Lee Kong Chian School of Medicine, Nanyang Technological University Singapore, Singapore, Singapore.
Singapore Polytechnic, Singapore, Singapore.
Anat Sci Educ. 2024 Oct;17(7):1396-1405. doi: 10.1002/ase.2502. Epub 2024 Aug 21.
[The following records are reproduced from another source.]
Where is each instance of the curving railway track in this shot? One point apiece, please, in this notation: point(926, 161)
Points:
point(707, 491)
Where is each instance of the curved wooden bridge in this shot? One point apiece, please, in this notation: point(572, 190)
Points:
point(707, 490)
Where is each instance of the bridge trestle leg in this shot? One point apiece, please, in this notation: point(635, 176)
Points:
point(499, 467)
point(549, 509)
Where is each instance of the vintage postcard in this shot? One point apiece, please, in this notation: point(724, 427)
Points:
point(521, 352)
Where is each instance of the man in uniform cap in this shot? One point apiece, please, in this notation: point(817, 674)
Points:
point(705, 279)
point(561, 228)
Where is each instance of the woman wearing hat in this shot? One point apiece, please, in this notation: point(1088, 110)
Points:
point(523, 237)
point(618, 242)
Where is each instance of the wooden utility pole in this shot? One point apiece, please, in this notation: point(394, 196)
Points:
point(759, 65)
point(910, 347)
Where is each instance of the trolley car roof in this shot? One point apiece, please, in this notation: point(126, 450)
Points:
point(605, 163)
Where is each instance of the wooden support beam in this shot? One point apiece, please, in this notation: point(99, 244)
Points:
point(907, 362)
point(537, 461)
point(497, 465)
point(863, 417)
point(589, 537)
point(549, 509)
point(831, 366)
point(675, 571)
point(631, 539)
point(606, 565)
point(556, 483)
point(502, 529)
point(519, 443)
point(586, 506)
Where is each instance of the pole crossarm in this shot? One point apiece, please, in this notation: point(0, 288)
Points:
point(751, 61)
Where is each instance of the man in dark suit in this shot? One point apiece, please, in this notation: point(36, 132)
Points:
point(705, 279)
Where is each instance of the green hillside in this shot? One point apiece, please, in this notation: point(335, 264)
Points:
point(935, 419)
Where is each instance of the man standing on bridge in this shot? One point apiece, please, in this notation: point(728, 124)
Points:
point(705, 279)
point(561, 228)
Large Language Models (LLMs) have the potential to improve education by personalizing learning. However, ChatGPT-generated content has been criticized for sometimes producing false, biased, and/or hallucinatory information. To evaluate AI's ability to return clear and accurate anatomy information, this study generated a custom interactive and intelligent chatbot (Anatbuddy) through an Open AI Application Programming Interface (API) that enables seamless AI-driven interactions within a secured cloud infrastructure. Anatbuddy was programmed through a Retrieval Augmented Generation (RAG) method to provide context-aware responses to user queries based on a predetermined knowledge base. To compare their outputs, various queries (i.e., prompts) on thoracic anatomy (n = 18) were fed into Anatbuddy and ChatGPT 3.5. A panel comprising three experienced anatomists evaluated both tools' responses for factual accuracy, relevance, completeness, coherence, and fluency on a 5-point Likert scale. These ratings were reviewed by a third party blinded to the study, who revised and finalized scores as needed. Anatbuddy's factual accuracy (mean ± SD = 4.78/5.00 ± 0.43; median = 5.00) was rated significantly higher (U = 84, p = 0.01) than ChatGPT's accuracy (4.11 ± 0.83; median = 4.00). No statistically significant differences were detected between the chatbots for the other variables. Given ChatGPT's current content knowledge limitations, we strongly recommend the anatomy profession develop a custom AI chatbot for anatomy education utilizing a carefully curated knowledge base to ensure accuracy. Further research is needed to determine students' acceptance of custom chatbots for anatomy education and their influence on learning experiences and outcomes.
大型语言模型 (LLMs) 具有通过个性化学习来改善教育的潜力。然而,ChatGPT 生成的内容因有时会产生虚假、有偏见和/或幻觉的信息而受到批评。为了评估人工智能返回清晰准确解剖学信息的能力,本研究通过 Open AI 应用程序编程接口 (API) 生成了一个定制的交互式智能聊天机器人 (Anatbuddy),该接口允许在安全的云基础设施内进行无缝的人工智能驱动交互。Anatbuddy 通过检索增强生成 (RAG) 方法进行编程,根据预定的知识库为用户查询提供上下文感知的响应。为了比较它们的输出,将各种查询(即提示)输入到胸解剖学中(n = 18),并将其输入到 Anatbuddy 和 ChatGPT 3.5 中。一个由三位经验丰富的解剖学家组成的小组对这两个工具的回答进行了评估,评估内容包括事实准确性、相关性、完整性、连贯性和流畅性,使用 5 点李克特量表进行评分。这些评分由一位对研究不知情的第三方进行审查,并根据需要进行修订和最终评分。Anatbuddy 的事实准确性(平均值 ± 标准差 = 4.78/5.00 ± 0.43;中位数 = 5.00)评分显著高于 ChatGPT 的准确性(4.11 ± 0.83;中位数 = 4.00)(U = 84,p = 0.01)。在其他变量方面,两个聊天机器人之间没有检测到统计学上的显著差异。鉴于 ChatGPT 当前的内容知识局限性,我们强烈建议解剖学界开发一个用于解剖学教育的自定义 AI 聊天机器人,利用精心策划的知识库来确保准确性。需要进一步研究以确定学生对解剖学教育自定义聊天机器人的接受程度以及它们对学习体验和结果的影响。